Wednesday, July 13, 2011

As Seen on TV

I have always had an odd relationship with commercials.   Maybe I watched too many Nick at Nite episodes of Bewitched.   Darren Stevens's advertising career  did always make  quite the impression upon me.  I used to sit in my bathtub at three-years-old and make up commercials for soap.  "Use dial,"  I said, flashing my toothiest grin to my rubber ducky.  "Get out of the tub, freak," said my older sister from outside the door.   I think this commercial obsession stems from the inherited,, dangerous, dysfunctional genes which lurk in my family.  The  same genes that create a compulsion to make things appear better than they truly are. 

  I am a salesperson's wet dream.    As a child, I would only eat name brand cereal.  Obviously Toucan Sam knew his shit, whereas Fruity Joe, the "Loops of Fruit" mascot, probably was a peeper or a child molester.  I tried to explain to my mother why the generic brands couldn't be trusted, and usually she was swayed--or more likely she wanted to do whatever was necessary to get me out of the grocery store quickly before I said or did something which would be mortifyingly embarrassing to her.   As an adult, I still am highly suspicious of generic brands even though I know they are in most cases, exactly the same.   But, whereas Dove has commercials with blue gunk sinking into pearls thus symbolizing the moisture being absorbed into my skin, generic brands only have sad golden lettering on the bottle.  No contest. 

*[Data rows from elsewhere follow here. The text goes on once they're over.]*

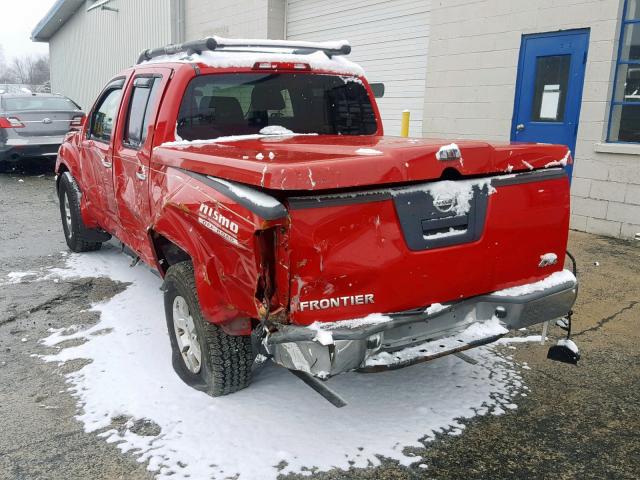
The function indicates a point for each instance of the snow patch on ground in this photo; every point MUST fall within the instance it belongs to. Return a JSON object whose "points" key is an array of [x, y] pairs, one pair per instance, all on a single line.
{"points": [[202, 437], [17, 277]]}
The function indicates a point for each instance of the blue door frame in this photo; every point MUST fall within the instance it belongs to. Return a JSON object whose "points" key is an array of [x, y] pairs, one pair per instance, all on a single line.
{"points": [[549, 88]]}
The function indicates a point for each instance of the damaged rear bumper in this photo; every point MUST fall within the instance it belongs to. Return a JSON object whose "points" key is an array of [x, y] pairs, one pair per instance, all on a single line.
{"points": [[415, 336]]}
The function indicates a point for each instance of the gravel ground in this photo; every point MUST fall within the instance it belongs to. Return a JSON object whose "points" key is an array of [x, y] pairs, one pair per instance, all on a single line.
{"points": [[576, 422]]}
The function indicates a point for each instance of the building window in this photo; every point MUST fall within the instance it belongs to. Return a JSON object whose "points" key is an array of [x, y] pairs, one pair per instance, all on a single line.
{"points": [[624, 123]]}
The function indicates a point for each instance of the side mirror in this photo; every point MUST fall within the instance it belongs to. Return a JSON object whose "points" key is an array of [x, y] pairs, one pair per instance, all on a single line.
{"points": [[77, 122], [377, 89]]}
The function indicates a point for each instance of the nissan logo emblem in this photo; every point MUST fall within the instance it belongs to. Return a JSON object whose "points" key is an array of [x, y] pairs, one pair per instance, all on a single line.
{"points": [[444, 203]]}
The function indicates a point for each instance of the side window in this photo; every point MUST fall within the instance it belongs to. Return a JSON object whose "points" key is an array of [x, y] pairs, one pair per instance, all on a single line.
{"points": [[143, 98], [103, 118]]}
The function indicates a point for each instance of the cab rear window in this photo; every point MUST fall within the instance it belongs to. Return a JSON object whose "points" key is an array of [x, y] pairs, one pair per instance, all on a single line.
{"points": [[220, 105], [28, 103]]}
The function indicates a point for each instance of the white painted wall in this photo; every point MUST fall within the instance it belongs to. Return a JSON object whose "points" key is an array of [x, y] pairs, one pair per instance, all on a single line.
{"points": [[238, 19], [470, 89], [92, 47], [389, 39]]}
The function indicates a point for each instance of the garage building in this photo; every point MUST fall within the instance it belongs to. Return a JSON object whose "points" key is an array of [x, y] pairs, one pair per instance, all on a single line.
{"points": [[562, 71]]}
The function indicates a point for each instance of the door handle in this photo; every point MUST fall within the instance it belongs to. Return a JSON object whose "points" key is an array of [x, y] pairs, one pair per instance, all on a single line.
{"points": [[141, 174]]}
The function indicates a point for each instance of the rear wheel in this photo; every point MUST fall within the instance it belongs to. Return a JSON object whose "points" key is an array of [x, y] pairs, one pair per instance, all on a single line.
{"points": [[204, 356], [75, 232]]}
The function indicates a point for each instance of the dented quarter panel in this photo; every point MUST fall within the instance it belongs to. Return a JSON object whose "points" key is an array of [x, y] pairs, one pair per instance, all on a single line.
{"points": [[227, 260]]}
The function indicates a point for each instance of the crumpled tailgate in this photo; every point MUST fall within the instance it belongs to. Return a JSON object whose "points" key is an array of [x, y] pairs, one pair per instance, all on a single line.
{"points": [[409, 247]]}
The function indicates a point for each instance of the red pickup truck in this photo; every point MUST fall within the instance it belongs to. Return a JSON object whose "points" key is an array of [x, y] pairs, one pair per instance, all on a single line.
{"points": [[255, 177]]}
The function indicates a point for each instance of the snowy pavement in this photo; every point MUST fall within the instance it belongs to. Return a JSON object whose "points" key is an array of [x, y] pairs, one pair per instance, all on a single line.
{"points": [[574, 422], [291, 427]]}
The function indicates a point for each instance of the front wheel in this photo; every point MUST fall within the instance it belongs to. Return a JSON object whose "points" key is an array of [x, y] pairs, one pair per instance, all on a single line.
{"points": [[204, 356], [79, 238]]}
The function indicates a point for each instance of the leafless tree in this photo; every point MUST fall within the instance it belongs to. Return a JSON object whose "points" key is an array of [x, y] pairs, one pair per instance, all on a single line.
{"points": [[26, 70]]}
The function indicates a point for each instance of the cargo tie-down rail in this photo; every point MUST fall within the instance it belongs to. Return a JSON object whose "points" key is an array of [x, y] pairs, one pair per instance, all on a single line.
{"points": [[218, 43]]}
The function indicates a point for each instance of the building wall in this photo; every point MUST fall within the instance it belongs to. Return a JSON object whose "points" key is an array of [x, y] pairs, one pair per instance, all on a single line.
{"points": [[234, 18], [92, 47], [389, 39], [470, 90]]}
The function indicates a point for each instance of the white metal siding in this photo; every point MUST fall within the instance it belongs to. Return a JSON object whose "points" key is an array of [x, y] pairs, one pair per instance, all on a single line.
{"points": [[389, 39], [92, 47]]}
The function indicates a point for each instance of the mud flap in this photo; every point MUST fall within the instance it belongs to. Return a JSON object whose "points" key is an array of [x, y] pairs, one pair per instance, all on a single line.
{"points": [[320, 387]]}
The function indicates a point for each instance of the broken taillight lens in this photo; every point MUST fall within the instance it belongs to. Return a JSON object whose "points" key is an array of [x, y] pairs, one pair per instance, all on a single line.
{"points": [[10, 122]]}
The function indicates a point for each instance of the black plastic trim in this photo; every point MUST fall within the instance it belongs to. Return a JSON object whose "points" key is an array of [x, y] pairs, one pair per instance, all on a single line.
{"points": [[528, 177], [268, 213], [364, 196], [320, 201]]}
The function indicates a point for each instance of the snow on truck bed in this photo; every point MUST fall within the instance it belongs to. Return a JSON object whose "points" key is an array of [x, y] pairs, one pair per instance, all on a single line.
{"points": [[130, 374]]}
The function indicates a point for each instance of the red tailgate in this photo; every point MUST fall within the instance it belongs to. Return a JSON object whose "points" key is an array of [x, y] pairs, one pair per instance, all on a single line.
{"points": [[393, 250]]}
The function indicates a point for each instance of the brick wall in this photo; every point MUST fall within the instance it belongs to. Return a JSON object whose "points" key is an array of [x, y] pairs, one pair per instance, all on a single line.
{"points": [[471, 77]]}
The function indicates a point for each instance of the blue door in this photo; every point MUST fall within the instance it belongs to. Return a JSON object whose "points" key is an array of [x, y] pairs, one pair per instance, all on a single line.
{"points": [[549, 88]]}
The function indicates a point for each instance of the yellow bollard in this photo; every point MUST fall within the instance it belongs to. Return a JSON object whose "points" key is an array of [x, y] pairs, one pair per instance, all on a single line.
{"points": [[404, 127]]}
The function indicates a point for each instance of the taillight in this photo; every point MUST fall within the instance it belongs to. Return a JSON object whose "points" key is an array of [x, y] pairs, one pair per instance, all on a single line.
{"points": [[10, 122], [76, 121]]}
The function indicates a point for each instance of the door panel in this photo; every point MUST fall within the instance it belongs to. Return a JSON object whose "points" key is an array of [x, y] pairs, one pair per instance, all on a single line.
{"points": [[549, 88], [132, 152], [97, 154]]}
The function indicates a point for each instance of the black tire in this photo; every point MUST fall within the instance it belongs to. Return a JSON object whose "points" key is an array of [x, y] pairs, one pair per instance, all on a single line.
{"points": [[75, 232], [226, 360]]}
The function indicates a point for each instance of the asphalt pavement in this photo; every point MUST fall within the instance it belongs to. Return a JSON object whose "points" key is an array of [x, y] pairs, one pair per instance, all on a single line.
{"points": [[576, 422]]}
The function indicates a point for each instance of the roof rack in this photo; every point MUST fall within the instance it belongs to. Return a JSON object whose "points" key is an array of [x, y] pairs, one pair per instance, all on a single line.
{"points": [[217, 43]]}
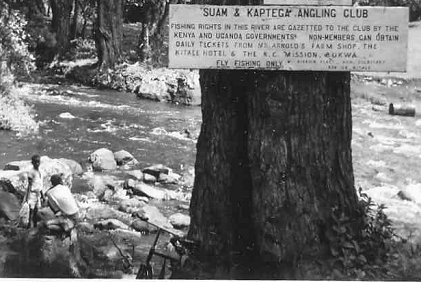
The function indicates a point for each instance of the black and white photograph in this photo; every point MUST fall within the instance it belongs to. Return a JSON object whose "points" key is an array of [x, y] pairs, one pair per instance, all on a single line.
{"points": [[210, 139]]}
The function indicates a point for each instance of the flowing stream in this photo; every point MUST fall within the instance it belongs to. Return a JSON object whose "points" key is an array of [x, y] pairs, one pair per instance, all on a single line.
{"points": [[75, 121]]}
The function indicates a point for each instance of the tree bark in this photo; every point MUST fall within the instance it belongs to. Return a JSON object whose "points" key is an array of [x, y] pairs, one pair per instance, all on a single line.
{"points": [[273, 163], [109, 32], [60, 24]]}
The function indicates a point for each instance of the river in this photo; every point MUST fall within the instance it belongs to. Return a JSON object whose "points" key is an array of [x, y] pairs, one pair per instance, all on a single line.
{"points": [[75, 121]]}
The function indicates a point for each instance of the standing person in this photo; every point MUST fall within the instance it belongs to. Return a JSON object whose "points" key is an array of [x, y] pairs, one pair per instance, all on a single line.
{"points": [[61, 201], [34, 190]]}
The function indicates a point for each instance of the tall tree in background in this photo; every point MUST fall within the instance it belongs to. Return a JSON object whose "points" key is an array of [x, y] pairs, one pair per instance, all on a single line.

"Good Gracious, Johnny!  Generic cereal?  I don't want my children to grow up to be hippies!"
If such is my relationship with commercials, you can just IMAGINE how I fare with infomercials.  They're commercials on steroids; complete with cheesy black and white "reenactments", pseudo science, and semi-famous B-level celebrity endorsements.   I love them like Katie Couric loves her own voice.  I actively seek out infomercials to watch.   I'd switch from a celebreality show on VH1 to a "Magic Bullet" infomercial in a hot second--to switch from a Law and Order: SVU rerun, it would have to be a good infomercial like say, the "Jack Lalane Power Juicer".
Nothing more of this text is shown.